Published in final edited form as: J Electrocardiol. 2010 Aug 1;43(6):509–514. doi: 10.1016/j.jelectrocard.2010.06.005

Toward Discerning the Mechanisms of Atrial Fibrillation from the Surface ECG and Spectral Analysis

Omer Berenfeld 1
PMCID: PMC2995994  NIHMSID: NIHMS226041  PMID: 20673913

Abstract

Atrial fibrillation (AF), which is the main cause of stroke, is the most common sustained arrhythmia afflicting about 2.3 million Americans. Clinical treatment and management of AF would benefit from a non-invasive and global assessment of the arrhythmia; however that avenue seems currently limited in part by our poor understanding of the arrhythmia itself. Experimental studies of AF in the isolated sheep heart demonstrated that high-frequency sources in the posterior wall of the left atrium drive the fibrillatory activity throughout both atria. Motivated by those results and by a growing body of work investigating how measurements of the cycle length of activity in patients during AF can contribute to its treatment, we focused our analysis on the dispersion of dominant frequency (DF) of the activity during AF in humans. Using electroanatomic mapping and Fourier methods we generated three-dimensional, intra-cardiac DF maps of the atria in patients prior to AF ablation procedures and identified relatively small high DF (HDF) sites. In patients with paroxysmal AF, the HDF sites are often localized to the posterior left atrium near the ostia of the pulmonary veins. In contrast, patients with permanent AF demonstrate HDF sites that are more often localized to either atria than the posterior left atrium-PV junction. In our study ablation at HDF sites resulted in significant slowing of the arrhythmia and termination of sustained AF in 87% of patients with paroxysmal AF. Furthermore, we found that abolishing by ablation a preexisting left atrium to right atrium DF gradients predicted long term freedom of AF in both paroxysmal and persistent AF patients. Overall, the analysis of intracardiac electrical recordings in the frequency domain has greatly enhanced our understanding of its underlying mechanisms and may contribute to monitoring drug effects and guide ablation procedures aiming at its termination. On the other hand, current body surface mapping methods have also suggested better correlations between surface AF frequency and intracardiac local DFs as compared to spatiotemporal activation patterns. Therefore, a further study of the correlation of spectral observables obtained from the atria and from the surface ECG during AF seems to have the potential to advance our ability to diagnose and discern mechanisms of AF non-invasively.

Introduction

About 2.3 million people in the United States are currently afflicted with Atrial Fibrillation (AF), the most common sustained cardiac arrhythmia in humans, and many more cases are predicted in the near future.1 Antiarrhythmic drugs are only partially effective in treating AF, and have the potential for serious side effects, including life-threatening pro-arrhythmia. On the other hand, it has recently been demonstrated that paroxysmal AF in patients is initiated by focal triggers localized usually to one of the pulmonary veins (PVs)2 and can be cured by a catheter-based ablation procedure.3 However, in persistent AF, the prevailing theory is that multiple random wavelets of activation coexist to create a chaotic cardiac rhythm,4 and therapy is more challenging.5 Current studies of AF in humans rely in large on intracardiac electrical mapping to provide excitation data in the patients during the ablation procedure and are mostly consisting of sequential local, or across small regions, recordings limited to the time of the procedure. Arguably, the short and long term study and management of AF would benefit from a non-invasive and global assessment of the arrhythmia, as proposed by many investigators of the surface ECG,6,7 however that avenue seems currently limited in part by our poor understanding of the arrhythmia itself.

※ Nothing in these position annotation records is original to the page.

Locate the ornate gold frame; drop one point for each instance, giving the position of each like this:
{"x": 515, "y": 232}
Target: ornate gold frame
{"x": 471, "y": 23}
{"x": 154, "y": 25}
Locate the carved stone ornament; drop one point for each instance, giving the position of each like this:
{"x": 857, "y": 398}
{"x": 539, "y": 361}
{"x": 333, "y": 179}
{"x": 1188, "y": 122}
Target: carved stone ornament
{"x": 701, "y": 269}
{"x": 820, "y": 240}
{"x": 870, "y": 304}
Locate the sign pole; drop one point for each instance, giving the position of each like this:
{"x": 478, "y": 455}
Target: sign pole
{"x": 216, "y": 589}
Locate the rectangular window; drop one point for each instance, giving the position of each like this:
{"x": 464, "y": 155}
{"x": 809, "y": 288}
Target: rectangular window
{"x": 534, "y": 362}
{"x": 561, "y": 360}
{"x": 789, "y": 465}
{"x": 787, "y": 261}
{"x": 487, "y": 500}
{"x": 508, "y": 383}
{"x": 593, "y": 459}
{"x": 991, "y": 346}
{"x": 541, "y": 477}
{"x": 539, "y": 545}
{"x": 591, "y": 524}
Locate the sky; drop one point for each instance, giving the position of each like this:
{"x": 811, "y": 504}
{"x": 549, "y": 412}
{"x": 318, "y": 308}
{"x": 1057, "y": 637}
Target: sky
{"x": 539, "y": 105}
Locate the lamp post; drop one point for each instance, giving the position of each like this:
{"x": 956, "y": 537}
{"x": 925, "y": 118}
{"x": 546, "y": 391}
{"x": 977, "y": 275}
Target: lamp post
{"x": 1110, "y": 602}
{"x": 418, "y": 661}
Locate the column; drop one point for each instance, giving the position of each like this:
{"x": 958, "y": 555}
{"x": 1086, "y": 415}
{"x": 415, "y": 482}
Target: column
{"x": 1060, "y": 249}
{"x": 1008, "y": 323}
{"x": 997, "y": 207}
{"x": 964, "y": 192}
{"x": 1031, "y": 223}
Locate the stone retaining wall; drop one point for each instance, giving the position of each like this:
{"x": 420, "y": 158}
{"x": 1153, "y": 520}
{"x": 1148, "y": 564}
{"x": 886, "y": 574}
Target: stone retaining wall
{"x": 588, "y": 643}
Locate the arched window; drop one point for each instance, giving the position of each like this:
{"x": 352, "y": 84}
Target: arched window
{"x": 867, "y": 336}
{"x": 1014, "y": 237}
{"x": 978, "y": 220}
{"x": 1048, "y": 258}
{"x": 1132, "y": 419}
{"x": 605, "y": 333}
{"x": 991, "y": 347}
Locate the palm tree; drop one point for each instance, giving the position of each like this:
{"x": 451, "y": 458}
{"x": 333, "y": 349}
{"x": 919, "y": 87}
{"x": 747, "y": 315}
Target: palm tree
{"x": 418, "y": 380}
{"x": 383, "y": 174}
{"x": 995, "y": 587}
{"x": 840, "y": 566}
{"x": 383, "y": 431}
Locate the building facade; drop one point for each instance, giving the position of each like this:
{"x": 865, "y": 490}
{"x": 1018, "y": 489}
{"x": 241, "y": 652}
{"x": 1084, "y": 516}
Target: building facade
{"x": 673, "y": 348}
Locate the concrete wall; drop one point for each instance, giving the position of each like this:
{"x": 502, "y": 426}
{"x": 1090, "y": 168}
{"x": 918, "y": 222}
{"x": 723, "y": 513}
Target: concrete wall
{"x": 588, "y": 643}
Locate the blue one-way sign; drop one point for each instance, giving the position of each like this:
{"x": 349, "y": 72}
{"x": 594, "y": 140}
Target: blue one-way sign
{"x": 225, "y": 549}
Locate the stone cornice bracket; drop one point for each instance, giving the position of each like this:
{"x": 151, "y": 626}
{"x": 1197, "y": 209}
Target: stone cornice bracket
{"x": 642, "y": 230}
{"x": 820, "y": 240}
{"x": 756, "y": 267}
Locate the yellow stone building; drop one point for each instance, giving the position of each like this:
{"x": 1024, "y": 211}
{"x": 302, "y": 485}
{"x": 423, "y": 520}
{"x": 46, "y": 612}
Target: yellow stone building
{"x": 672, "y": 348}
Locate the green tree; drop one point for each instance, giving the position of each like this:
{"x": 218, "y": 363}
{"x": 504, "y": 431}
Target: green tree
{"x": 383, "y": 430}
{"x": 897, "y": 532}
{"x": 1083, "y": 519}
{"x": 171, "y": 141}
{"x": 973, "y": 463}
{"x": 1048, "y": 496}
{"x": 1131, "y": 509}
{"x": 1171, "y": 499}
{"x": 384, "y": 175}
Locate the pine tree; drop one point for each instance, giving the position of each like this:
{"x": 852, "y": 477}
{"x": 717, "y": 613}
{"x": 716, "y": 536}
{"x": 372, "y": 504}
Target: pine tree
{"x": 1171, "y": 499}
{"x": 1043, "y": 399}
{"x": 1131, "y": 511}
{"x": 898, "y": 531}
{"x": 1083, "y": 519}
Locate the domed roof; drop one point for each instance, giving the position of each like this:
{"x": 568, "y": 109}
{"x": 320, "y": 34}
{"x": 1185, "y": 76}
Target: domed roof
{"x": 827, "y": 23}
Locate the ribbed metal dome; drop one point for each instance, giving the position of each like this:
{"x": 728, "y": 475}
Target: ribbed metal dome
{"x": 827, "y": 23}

To enhance our understanding of AF early studies on regional differences in activation cycle length during AF8,9 were followed by an increased interest in the analysis of the frequency spectrum as a measure of the activation rate in animal models.1013 Furthermore, works demonstrating how measurements of AF cycle length in patients can contribute to its treatment,14,15 motivated my collaborators and me to translate experimental knowledge and methods into analysis of human AF in the frequency domain.16 As suggested by our recent studies,1618 high-resolution analysis of the Fourier power spectrum with its dominant frequency (DF) offers the unique opportunity of being able to correlate systematically the spatial distribution of excitation frequency with cardiac anatomy and ablation procedures and to provide mechanistic insight into different types of AF. Thus, the central goal of this paper is to provide an intracardiac perspective into the continuing efforts toward the development of surface ECG tools based on our current understanding of the spatiotemporal and frequency patterns of atrial excitation waves during AF in animals models and humans.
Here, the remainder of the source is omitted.